Ken: will leave naming feedback.

Peter: somee thoughts - aware of work on foldable screens... Intending to harmonize. My concern is that someone ships part of this before rest is baked and we end up with multiple multi-screen APIs...

Ken: I think we're pretty aware... they want to make sure this fits together...

Peter: it's a meta-concern.

Peter: my other concern - takes all the screens and puts them into one virtual coodinate space - does that have the best developer ergonomics? Should we be able to target a specific screen object?

Ken: 3 TVs as a big canvas... [as a use case]

Peter: in some cases a developer will want to taget a window a specific screen - and with this approach you have to do the math to figure that out.

Rossen: in the other case where we consider screen-local coordinates - you still have to do the math... however you look at it you have to do math.

Ken: unless you want to do something on a specific screen full screen, which could be a common use case.

Rossen: requestfullscreen...

Peter: but you're not always gonna want full screen. Just a question of convenience for developers.

Rossen: i'd like to see how other platforms are handling this...

Dan: worth asking the question on the issue...

Peter: will do.

Peter: changing behaviour of how it works today.. breaking exisitng implementation

Peter: my proposal is to add an optional parameter - move to x,y (& this screen). And also wondering how moveto works today in a multi-screen setup.

Rossen: pretty sure you have a canvas (across) both windows... could be platform specific.

Rossen: in windows we draw the distinction between displays and screens... multiple displays that you can enumerate...

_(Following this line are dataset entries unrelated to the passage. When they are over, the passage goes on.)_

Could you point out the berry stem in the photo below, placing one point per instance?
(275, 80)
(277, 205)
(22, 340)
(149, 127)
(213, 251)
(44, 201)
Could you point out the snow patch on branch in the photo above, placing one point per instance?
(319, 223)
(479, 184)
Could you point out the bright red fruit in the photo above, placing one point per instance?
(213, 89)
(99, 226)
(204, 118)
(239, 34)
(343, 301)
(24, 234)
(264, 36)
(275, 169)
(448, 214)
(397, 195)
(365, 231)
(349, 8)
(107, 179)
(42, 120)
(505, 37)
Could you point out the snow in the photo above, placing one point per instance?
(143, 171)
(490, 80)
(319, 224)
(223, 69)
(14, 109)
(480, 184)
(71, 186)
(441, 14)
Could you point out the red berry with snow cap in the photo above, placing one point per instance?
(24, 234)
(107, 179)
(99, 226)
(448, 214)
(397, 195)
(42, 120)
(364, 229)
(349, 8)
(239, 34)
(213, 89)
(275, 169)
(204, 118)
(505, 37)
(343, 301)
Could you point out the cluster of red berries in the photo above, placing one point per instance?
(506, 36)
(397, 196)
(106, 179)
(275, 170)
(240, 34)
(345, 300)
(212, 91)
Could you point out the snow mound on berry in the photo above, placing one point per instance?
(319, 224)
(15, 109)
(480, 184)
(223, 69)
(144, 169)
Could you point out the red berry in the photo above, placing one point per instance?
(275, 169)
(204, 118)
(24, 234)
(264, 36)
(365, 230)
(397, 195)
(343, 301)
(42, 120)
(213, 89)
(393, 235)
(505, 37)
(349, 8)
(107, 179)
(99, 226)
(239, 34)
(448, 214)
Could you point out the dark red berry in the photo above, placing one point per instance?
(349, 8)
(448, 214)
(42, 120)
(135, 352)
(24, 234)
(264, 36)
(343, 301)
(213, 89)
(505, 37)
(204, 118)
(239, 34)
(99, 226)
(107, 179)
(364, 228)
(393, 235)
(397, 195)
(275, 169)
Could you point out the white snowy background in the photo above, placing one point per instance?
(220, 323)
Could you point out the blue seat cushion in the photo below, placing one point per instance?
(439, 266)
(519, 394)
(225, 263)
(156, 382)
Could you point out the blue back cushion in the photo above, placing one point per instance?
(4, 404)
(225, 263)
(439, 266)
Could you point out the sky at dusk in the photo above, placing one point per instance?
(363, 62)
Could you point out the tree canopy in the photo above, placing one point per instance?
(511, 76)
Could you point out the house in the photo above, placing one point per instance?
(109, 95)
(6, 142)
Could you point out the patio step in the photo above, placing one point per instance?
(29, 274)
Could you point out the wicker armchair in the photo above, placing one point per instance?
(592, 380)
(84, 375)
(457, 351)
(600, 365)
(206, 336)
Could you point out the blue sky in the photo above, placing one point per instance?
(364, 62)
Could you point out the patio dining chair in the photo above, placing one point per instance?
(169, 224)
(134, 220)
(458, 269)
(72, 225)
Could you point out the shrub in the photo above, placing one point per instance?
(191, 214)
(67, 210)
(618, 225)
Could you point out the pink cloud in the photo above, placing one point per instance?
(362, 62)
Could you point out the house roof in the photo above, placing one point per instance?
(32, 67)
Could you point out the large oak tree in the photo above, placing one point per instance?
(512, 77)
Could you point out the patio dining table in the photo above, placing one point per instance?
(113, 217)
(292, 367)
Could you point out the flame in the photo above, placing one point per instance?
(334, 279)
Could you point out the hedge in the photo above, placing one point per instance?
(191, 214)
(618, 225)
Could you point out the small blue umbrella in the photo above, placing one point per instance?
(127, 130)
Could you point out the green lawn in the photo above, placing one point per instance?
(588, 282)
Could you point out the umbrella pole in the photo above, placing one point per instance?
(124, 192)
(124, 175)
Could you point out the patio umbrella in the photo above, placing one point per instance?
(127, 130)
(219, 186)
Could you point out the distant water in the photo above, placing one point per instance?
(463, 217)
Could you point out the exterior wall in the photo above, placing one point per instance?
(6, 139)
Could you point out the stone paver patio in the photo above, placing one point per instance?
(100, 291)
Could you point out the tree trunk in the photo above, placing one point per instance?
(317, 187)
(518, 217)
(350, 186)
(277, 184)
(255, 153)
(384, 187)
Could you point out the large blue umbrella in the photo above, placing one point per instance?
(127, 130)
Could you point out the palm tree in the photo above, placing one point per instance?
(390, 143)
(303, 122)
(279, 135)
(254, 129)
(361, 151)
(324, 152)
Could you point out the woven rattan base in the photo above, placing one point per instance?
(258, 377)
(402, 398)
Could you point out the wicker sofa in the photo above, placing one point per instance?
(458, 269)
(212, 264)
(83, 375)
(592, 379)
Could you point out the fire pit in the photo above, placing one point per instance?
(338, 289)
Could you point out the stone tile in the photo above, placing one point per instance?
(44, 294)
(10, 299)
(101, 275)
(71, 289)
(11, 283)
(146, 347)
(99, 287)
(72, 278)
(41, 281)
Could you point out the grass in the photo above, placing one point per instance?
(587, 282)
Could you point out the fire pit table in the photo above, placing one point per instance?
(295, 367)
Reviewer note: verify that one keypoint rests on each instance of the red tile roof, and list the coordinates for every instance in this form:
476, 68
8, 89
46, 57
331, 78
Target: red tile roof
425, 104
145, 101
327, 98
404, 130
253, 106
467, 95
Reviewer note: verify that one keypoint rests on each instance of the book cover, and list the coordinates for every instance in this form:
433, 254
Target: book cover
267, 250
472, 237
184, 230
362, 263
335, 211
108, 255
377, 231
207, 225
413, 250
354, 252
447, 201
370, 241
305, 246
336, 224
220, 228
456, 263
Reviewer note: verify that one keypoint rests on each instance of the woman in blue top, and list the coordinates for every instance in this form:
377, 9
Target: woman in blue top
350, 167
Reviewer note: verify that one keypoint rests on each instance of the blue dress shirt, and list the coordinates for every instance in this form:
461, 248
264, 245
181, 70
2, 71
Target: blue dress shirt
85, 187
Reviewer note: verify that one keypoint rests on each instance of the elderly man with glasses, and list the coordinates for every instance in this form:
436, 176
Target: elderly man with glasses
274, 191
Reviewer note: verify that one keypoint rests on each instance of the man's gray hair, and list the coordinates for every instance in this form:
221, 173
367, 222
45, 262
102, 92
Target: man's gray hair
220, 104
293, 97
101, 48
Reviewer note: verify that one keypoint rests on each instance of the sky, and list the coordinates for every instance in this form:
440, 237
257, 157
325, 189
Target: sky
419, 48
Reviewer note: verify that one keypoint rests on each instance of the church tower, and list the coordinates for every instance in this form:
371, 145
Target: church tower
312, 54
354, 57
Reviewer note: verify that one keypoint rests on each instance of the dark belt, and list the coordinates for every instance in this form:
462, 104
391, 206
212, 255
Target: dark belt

Dan: point on developer ergonomics is good. Web doesn't necessarily want to map platform features into identical js apis. Wants to make sense for web devs.

Comment by @kenchris Mar 8, 2021 (See Github)

I find Promise<Screens> getScreens(); a bit confusing due to .screens property. It can lead devs to write code like

screens.screens.length and even the examples use screensInterface.screens.length in order to avoid saying screens twice. Maybe we should just call it ScreenInfo or similar, like Promise<ScreenInfo> getScreens() - naming is hard.

I was also thinking about something like "ScreenDevices", but I still hope we can find a better name

Comment by @plinss Mar 8, 2021 (See Github)

I'm wondering if it would help developer ergonomics to also allow an optional screen argument to the Window.moveTo() method, which if passed, makes the x, y coordinates relative to the passed screen. If added, a similar mechanism should be added to Window.open() (perhaps changing the features argument from a string to an object).

Discussed May 1, 2021 (See Github)

Ken: ... some changes with this....

[reviewing]

Dan: there's lots of fingerprinting info exposed as document in their answers to the s&p questionnaire. Is any of this mitigated against e.g. via a permission request? this would seem to indicate that access to this kind of data is limited behind a permission.

Comment by @quisquous May 3, 2021 (See Github)

I find Promise<Screens> getScreens(); a bit confusing due to .screens property.

We have that filed on https://github.com/webscreens/window-placement/issues/50 as a place to discuss. As you say, naming is really hard. I don't think anybody has come up with a better name yet and so we've been punting on that so far.

I'm wondering if it would help developer ergonomics to also allow an optional screen argument to the Window.moveTo() method, which if passed, makes the x, y coordinates relative to the passed screen. If added, a similar mechanism should be added to Window.open() (perhaps changing the features argument from a string to an object).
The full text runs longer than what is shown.